On Friday, Harris County District Attorney Kim Ogg announced that a Democratic political consultant was convicted of coercion after he tried to affect the outcome of the 2020 Texas House of Representatives District 132 election.
Damien Jones was convicted of coercion of a public servant for sending anonymous threatening text messages to then-State Rep. Gina Calanni of District 132, local outlet KTRK-TV reports.
Jones was attempting to convince Calanni to resign rather than run for reelection when he sent the text messages, Ogg said. The threat was allegedly made on Dec. 2, 2019, just days before the 2020 election filing deadline.
“I was home alone, and I got this threat from this number I didn’t know, and it was disturbing,” Calanni said in 2020. Calanni reported the threat to the Texas Department of Public Safety, which investigated the case in conjunction with the DA’s Office Public Corruption Division.
Jones was convicted of a Class A misdemeanor and was facing up to a year in the Harris County Jail, up to a $4,000 fine, or both. He was sentenced to one year of probation following a three-day trial. He must also complete a class on making “good decisions” and 30 hours of community service, the DA’s office said.
“At a time when threats against public servants are at an all-time high, it is critical to hold accountable those who would try to subvert the will of the people by coercing a state representative into dropping out of an election,” Ogg said. “We thank the jurors for their service.”
The case was prosecuted by Kimberly Smith and Michael Levine of the District Attorney’s Public Corruption Division. Comments from both of them were published in a written statement from Ogg’s office.

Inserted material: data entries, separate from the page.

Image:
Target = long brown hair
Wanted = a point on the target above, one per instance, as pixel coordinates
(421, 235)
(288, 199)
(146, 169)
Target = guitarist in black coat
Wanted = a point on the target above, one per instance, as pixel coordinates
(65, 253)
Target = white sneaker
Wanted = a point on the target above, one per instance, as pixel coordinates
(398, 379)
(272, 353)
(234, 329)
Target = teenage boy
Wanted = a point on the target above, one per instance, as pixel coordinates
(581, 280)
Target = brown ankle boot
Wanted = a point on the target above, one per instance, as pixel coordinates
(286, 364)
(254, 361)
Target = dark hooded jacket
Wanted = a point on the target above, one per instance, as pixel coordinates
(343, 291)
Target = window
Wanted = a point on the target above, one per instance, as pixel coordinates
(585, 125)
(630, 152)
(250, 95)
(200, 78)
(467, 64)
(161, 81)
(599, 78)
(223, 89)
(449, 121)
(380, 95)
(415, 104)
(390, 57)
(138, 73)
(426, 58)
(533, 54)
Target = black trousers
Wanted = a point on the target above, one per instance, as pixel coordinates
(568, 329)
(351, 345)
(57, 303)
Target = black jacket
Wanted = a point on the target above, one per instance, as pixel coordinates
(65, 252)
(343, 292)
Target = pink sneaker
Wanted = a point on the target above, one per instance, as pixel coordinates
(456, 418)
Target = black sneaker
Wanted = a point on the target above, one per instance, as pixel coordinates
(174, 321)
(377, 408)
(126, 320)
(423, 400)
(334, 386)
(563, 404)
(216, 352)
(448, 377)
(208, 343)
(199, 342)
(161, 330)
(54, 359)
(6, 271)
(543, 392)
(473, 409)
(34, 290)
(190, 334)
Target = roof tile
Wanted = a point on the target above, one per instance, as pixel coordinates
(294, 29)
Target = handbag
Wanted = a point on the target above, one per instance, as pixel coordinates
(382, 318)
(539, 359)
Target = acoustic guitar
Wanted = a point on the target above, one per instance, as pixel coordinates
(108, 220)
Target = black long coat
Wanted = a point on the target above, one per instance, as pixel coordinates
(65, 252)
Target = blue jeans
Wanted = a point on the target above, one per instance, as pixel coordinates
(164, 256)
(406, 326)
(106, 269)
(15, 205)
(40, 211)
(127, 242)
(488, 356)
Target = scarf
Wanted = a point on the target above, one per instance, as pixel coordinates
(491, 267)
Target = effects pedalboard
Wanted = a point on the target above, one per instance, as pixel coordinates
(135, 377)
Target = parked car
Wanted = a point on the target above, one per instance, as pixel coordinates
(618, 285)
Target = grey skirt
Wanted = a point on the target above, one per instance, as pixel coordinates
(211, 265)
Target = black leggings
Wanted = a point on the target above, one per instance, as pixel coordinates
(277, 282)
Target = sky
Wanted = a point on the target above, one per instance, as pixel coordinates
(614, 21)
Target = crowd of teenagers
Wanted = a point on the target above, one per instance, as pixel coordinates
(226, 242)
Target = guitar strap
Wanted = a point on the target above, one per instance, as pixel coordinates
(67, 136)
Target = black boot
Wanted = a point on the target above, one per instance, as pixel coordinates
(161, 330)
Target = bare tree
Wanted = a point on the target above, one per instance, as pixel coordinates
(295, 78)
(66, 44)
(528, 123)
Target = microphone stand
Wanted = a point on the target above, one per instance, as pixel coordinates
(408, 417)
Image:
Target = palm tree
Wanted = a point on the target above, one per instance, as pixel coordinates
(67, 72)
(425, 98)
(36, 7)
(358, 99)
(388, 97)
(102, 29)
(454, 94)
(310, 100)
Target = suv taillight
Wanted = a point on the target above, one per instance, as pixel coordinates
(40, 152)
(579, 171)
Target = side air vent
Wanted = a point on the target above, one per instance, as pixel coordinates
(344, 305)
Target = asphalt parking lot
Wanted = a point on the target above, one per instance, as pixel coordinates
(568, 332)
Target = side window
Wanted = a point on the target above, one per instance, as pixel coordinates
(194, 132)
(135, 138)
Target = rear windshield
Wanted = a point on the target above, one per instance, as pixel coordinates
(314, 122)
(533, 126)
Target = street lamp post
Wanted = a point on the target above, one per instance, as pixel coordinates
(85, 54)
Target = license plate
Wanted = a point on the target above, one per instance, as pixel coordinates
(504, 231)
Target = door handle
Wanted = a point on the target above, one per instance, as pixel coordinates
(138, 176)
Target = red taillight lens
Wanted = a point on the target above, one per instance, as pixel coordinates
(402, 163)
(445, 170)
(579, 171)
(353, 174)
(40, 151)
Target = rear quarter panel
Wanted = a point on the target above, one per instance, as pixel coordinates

“This was a case of ambition that crossed the line into criminal conduct,” Levine said. “By trying to coerce a politician into resigning, he illegally sought to influence an election.”
“This goes beyond just expressing your opinion. This was a threat,” Smith said. “This is a prime example of showing that no matter what your profession is, you are going to be held responsible for what you say and do.”
This isn’t the first time in recent memory that Harris County has experienced a scandal around election issues. In March, former county elections administrator Isabel Longoria resigned after the Texas primary after it was discovered her office had failed to count 10,000 mail-in ballots. Longoria was appointed to her position by progressive Judge Lina Hidalgo.